Effects of hypothermic metabolic suppression on hippocampal glutamate concentrations after transient global cerebral ischemia

The cerebroprotective effects of mild and moderate hypothermia cannot be explained solely by a temperature-induced decrease in cerebral metabolic rate. This study examined the effects of graded hypothermia (32°C, 28°C, and 22°C, vs 38°C) on periischemic extracellular hippocampal glutamate concentrations in the New Zealand White rabbit. Global cerebral ischemia (15 min) was produced by a combination of neck tourniquet inflation and induction of systemic hypotension. Glutamate, an important mediator of ischemic neuronal injury, was measured using in vivo microdialysis and high- performance liquid chromatography.
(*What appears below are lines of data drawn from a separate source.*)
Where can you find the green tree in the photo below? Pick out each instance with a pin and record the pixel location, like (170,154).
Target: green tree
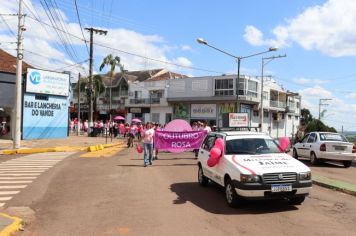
(112,62)
(98,88)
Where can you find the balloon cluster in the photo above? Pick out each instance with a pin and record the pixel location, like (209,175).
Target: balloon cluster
(216,152)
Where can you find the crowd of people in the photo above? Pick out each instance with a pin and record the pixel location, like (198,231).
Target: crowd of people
(142,132)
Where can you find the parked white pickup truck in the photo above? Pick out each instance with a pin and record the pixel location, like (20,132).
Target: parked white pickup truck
(319,146)
(252,166)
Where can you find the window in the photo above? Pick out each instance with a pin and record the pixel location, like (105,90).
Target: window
(138,94)
(224,87)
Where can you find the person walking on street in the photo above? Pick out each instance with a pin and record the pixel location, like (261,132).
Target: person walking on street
(148,144)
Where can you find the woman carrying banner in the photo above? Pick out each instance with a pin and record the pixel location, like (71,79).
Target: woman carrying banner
(148,144)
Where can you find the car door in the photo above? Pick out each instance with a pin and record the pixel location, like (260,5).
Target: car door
(309,144)
(301,146)
(204,154)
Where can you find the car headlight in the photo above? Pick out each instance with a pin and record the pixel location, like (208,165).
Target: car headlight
(250,178)
(305,176)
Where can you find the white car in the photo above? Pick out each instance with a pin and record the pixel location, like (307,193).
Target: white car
(252,166)
(318,146)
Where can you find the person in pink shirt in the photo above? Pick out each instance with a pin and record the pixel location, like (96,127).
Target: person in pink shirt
(148,144)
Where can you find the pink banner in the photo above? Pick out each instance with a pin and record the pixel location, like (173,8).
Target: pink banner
(182,141)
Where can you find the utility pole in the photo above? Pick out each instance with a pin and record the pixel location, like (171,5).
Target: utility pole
(79,126)
(18,89)
(323,104)
(91,89)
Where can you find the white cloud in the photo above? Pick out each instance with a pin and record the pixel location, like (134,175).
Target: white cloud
(186,48)
(44,41)
(305,81)
(183,61)
(351,95)
(328,28)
Mean extracellular glutamate concentrations increased by 11 μM in the 38°C group during the ischemic period. Glutamate increased by <1 μM in the 32°C and 28°C groups and by 3 μM in the 22°C group. Thus, mild degrees of hypothermia profoundly reduced glutamate release during ischemia. This reduction greatly exceeded the estimated temperature-induced decrease in cerebral metabolic rate. We conclude that hypothermic inhibition of glutamate release during episodes of transient ischemia may significantly contribute to neuronal protection.